We use the concept, „term clumping,“ as quite general – entailing various means of text consolidation (e.g., application of thesauri, fuzzy matching, stemming) with noise removal. Bookstein, Raita, and collegues offer a somewhat more specialized, but related, interpretation pointing toward the aim of condensing terminology to better identify content-bearing words [23-25]. Term clumping addresses text (not document) „clustering.“ Any type of text clustering is based on co-occurrence of words in records (documents). Clustering, in turn, includes many variations plus additional statistical analyses with considerable commonality -- in particular, factor analysis. PCA can be considered as a basic factoring approach; indeed, we call its output principal components „factors. “Similarity among these term grouping approaches arises in that they generally aim to maximize association within clusters and minimize association among clusters. Features to keep in mind include whether terms or phrases being clustered are allowed to be included in multiple clusters or not; whether algorithms yield the same results on rerun or may change (probabilistic methods); and whether useful visualization are generated.

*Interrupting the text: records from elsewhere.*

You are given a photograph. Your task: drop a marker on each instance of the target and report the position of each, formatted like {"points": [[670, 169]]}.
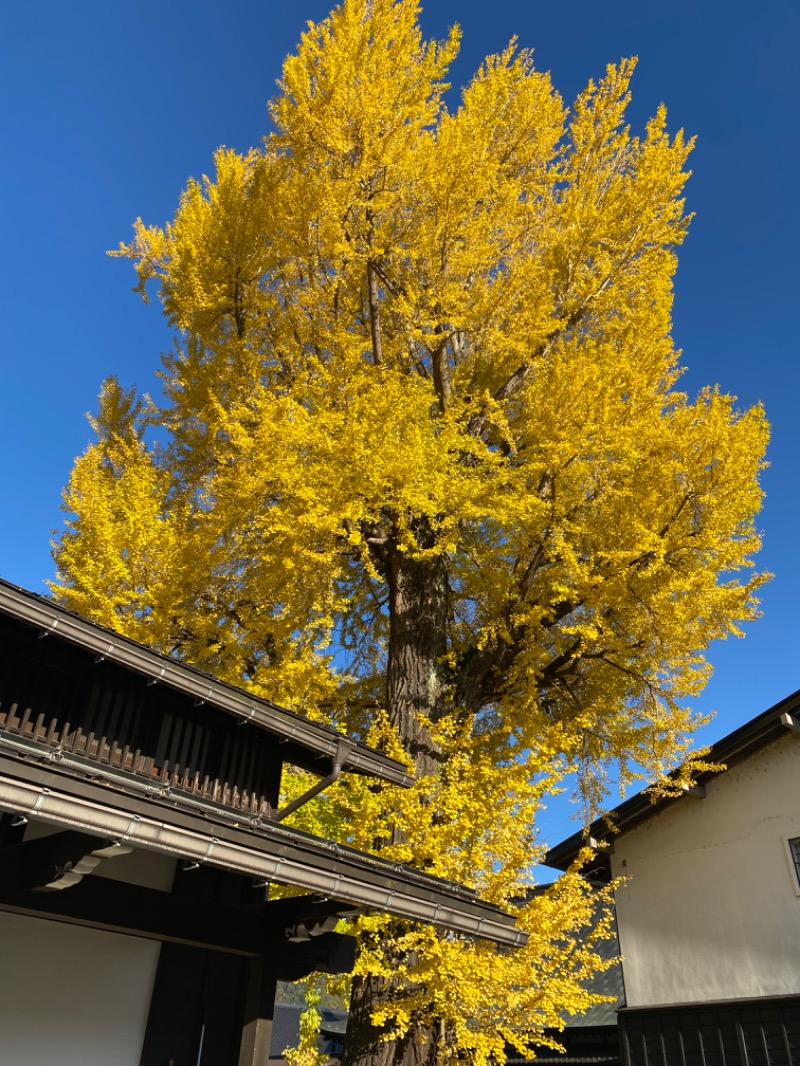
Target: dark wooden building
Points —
{"points": [[141, 819]]}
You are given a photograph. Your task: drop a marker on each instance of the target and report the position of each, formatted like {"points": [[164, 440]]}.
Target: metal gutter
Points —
{"points": [[105, 643], [298, 859], [779, 721]]}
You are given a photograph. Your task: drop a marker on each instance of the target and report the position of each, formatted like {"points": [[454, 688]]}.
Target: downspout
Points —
{"points": [[342, 749]]}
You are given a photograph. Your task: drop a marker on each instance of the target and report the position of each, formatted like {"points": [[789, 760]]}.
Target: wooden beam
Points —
{"points": [[57, 861], [259, 1005]]}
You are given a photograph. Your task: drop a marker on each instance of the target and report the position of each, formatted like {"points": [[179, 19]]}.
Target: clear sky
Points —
{"points": [[107, 108]]}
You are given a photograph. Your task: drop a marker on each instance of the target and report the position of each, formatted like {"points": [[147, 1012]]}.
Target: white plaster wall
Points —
{"points": [[709, 910], [78, 997]]}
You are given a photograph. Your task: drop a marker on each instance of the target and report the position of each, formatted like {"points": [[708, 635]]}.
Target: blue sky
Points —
{"points": [[108, 108]]}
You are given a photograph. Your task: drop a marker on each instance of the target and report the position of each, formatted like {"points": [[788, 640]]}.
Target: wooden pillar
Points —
{"points": [[258, 1010]]}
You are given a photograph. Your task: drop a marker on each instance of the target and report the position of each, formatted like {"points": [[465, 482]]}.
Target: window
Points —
{"points": [[793, 850]]}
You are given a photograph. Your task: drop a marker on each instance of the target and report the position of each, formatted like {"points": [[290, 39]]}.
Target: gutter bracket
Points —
{"points": [[342, 749]]}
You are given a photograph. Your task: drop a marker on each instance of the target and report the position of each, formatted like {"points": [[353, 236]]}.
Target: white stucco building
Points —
{"points": [[708, 913]]}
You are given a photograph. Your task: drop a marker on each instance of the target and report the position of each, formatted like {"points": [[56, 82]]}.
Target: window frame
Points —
{"points": [[793, 857]]}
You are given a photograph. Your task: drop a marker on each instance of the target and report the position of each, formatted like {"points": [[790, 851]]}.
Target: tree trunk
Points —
{"points": [[415, 688]]}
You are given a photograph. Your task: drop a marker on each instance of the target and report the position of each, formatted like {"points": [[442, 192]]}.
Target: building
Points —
{"points": [[708, 914], [140, 830]]}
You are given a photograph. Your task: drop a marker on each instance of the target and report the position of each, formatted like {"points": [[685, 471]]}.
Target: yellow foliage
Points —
{"points": [[428, 474]]}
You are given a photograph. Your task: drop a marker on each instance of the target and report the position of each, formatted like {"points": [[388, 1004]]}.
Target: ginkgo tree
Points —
{"points": [[426, 472]]}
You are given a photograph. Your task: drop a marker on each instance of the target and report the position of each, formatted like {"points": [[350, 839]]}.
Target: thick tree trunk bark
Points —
{"points": [[415, 691]]}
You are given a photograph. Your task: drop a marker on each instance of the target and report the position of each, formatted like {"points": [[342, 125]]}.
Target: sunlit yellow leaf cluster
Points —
{"points": [[422, 470]]}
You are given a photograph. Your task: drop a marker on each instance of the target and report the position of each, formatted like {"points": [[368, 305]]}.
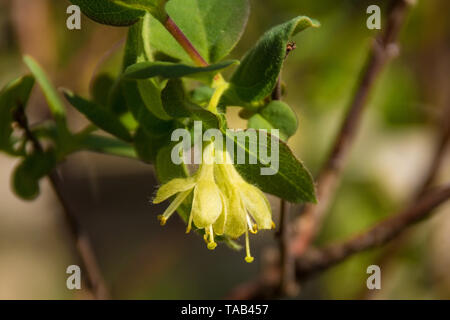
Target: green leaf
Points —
{"points": [[276, 115], [14, 94], [258, 72], [149, 69], [108, 12], [136, 51], [27, 174], [166, 170], [213, 27], [155, 7], [202, 95], [101, 87], [100, 117], [54, 101], [177, 104], [291, 182], [106, 145], [140, 112]]}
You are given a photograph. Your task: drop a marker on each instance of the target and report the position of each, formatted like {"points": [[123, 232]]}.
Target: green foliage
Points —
{"points": [[106, 145], [212, 26], [100, 117], [258, 72], [292, 181], [54, 101], [276, 115], [145, 70], [155, 7], [14, 95], [159, 89]]}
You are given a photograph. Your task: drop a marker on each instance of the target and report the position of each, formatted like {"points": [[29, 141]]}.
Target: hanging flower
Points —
{"points": [[223, 203], [207, 201], [246, 208]]}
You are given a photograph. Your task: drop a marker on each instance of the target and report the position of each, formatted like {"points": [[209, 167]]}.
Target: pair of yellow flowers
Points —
{"points": [[223, 203]]}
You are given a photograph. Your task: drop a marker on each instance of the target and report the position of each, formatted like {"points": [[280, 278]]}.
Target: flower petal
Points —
{"points": [[219, 225], [172, 187], [207, 204], [236, 222], [257, 205]]}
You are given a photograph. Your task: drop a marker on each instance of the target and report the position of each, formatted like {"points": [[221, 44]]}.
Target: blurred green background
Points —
{"points": [[140, 259]]}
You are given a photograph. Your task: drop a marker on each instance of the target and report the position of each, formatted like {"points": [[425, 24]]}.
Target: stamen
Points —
{"points": [[189, 227], [173, 206], [252, 227], [211, 244], [248, 257]]}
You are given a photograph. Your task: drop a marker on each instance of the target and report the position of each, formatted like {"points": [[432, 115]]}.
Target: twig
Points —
{"points": [[181, 38], [95, 281], [317, 260], [314, 261], [383, 49], [287, 283]]}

Many further variations are available – e.g., hierarchical or non-hierarchical; building up or partitioning down; neural network based approaches (e.g., Kohonen Self-Organizing Maps), and so forth [26]. Research is actively pursuing many refinements, for many objectives, for instance [27]. Our focus is on grouping terms, but we note much complementary activity on grouping documents (based on co-occurrence with particular terms) [26], with special interest in grouping web sites, for instance [28].

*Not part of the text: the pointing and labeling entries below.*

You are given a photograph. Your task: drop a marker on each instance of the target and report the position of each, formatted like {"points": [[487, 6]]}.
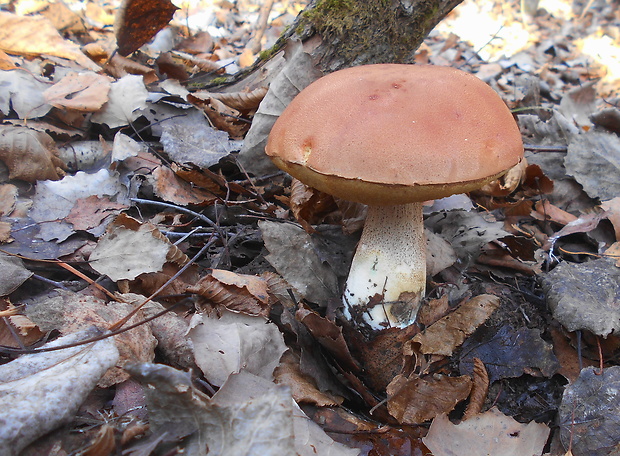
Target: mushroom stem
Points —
{"points": [[390, 261]]}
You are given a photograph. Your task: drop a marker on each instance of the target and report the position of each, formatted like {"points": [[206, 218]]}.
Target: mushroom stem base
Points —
{"points": [[387, 279]]}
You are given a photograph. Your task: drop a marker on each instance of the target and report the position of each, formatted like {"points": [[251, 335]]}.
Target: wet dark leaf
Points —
{"points": [[589, 413], [585, 296], [509, 353]]}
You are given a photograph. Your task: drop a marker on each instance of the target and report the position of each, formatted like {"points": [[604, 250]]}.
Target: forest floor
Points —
{"points": [[164, 289]]}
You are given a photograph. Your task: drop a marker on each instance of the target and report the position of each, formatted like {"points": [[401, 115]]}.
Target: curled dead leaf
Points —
{"points": [[417, 399], [303, 388], [308, 205], [242, 293], [442, 337], [30, 155], [242, 101]]}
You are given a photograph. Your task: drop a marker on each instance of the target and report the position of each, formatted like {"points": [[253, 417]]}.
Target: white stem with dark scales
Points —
{"points": [[390, 260]]}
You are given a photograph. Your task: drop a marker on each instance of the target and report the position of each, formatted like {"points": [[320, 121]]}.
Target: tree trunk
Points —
{"points": [[334, 34], [359, 32]]}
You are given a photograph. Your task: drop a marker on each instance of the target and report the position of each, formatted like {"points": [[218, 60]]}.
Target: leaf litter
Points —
{"points": [[522, 274]]}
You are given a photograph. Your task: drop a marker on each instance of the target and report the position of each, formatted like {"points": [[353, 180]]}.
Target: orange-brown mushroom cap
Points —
{"points": [[394, 134]]}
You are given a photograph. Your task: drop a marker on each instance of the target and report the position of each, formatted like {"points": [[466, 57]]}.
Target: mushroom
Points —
{"points": [[392, 136]]}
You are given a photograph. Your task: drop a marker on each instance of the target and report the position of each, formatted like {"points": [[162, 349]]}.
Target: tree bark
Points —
{"points": [[359, 32], [330, 35]]}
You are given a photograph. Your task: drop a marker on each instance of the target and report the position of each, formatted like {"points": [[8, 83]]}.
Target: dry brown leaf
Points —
{"points": [[130, 248], [5, 232], [242, 101], [329, 336], [614, 252], [491, 433], [8, 198], [137, 21], [443, 337], [418, 399], [303, 387], [88, 213], [243, 293], [5, 62], [508, 183], [169, 187], [36, 35], [235, 342], [204, 179], [104, 442], [84, 92], [547, 211], [170, 330], [612, 208], [584, 224], [222, 116], [308, 205], [70, 312], [479, 390], [30, 155], [433, 310]]}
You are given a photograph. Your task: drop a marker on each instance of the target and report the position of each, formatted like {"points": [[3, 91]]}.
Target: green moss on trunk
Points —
{"points": [[374, 31]]}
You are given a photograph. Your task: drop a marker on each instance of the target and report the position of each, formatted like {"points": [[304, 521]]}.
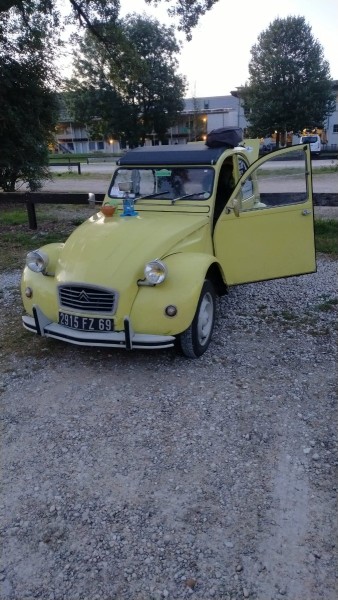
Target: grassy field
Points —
{"points": [[56, 224]]}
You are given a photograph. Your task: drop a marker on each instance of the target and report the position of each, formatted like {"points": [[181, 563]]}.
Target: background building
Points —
{"points": [[198, 118]]}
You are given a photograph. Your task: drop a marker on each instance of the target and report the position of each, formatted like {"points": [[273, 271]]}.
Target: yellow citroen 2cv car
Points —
{"points": [[179, 225]]}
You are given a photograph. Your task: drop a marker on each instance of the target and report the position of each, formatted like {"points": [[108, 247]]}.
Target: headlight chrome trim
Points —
{"points": [[155, 272], [37, 261]]}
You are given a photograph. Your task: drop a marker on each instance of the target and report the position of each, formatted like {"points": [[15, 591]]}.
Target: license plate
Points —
{"points": [[98, 324]]}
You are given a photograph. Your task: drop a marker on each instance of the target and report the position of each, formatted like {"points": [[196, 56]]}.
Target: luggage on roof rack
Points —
{"points": [[227, 137]]}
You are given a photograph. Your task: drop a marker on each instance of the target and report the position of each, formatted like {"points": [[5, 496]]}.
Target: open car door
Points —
{"points": [[266, 230]]}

Latent Semantic Indexing (LSI) or Latent Semantic Analysis, is a classical indexing method based on a Vector Space Model that introduces Singular-Value Decomposition (SVD) to uncover the underlying semantic structure in the text set. The key feature of LSI is to map those terms that occur in similar contexts into a smaller “semantic space“ and to help determine the relationships among terms (synonymy and polysemy) [17, 29, 30]. When applied on co-occurrence information for large text sources, there is no need for LSI to import domain literatures or thesauri (what we call „purposive“ or aided text clumping). There are also various extended LSI methods [31]. Researchers are combining LSI with term clumping variations in order to relate synonymous terms from massive content.For example, Maletic and Marcus combine semantic and structural information [32] and Xu et al. seek to associate genes based on text mining of abstracts [30].

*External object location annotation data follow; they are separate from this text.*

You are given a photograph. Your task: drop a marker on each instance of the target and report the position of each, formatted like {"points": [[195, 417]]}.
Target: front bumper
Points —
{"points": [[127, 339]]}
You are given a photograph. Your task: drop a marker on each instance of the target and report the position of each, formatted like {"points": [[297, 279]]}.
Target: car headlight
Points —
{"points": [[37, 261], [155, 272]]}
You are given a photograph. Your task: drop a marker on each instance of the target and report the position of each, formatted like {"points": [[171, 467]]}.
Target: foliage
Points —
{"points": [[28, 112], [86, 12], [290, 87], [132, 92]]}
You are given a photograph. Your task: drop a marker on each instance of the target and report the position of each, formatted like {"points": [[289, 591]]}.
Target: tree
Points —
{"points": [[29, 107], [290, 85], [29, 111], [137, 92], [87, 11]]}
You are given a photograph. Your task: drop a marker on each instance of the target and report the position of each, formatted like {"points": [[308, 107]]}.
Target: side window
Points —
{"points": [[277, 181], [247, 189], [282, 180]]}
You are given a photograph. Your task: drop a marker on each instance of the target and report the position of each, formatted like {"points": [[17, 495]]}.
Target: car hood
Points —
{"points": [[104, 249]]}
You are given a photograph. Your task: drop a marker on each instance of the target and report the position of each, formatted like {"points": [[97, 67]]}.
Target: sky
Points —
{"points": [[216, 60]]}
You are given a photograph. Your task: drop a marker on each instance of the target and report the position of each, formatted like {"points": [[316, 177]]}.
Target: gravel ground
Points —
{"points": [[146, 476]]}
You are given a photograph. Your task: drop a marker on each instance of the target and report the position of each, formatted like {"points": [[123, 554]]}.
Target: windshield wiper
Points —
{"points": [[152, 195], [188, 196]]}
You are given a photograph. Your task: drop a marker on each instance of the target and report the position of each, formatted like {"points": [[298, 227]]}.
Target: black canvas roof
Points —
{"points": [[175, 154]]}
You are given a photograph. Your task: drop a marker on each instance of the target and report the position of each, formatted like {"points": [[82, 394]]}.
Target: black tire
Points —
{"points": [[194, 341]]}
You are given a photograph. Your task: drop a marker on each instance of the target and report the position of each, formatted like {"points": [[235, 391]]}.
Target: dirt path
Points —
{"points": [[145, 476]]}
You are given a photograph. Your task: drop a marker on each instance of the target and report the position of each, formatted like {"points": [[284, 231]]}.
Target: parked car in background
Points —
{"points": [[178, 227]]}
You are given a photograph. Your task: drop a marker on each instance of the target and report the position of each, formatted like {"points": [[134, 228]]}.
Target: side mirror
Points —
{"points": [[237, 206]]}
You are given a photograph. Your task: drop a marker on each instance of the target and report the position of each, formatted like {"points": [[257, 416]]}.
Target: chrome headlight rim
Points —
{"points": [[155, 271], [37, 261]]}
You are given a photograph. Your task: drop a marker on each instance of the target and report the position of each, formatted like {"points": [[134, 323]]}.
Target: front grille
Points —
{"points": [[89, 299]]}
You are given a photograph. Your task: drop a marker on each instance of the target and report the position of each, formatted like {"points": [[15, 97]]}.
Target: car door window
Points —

Topic modeling is a suite of algorithms that automatically conforms topical themes from a collection of documents [33, 34]. This stream of research begins with Latent Dirichlet Allocation (LDA), which remains the basic algorithm. Topic modelling is an extended LSI method, that treats association probabilistically. Various topic modeling algorithms extend the basic approach, for example [35-44]. Topic modeling is being applied in many contexts – e.g., NLP extension, sentiment analysis, and topic detection.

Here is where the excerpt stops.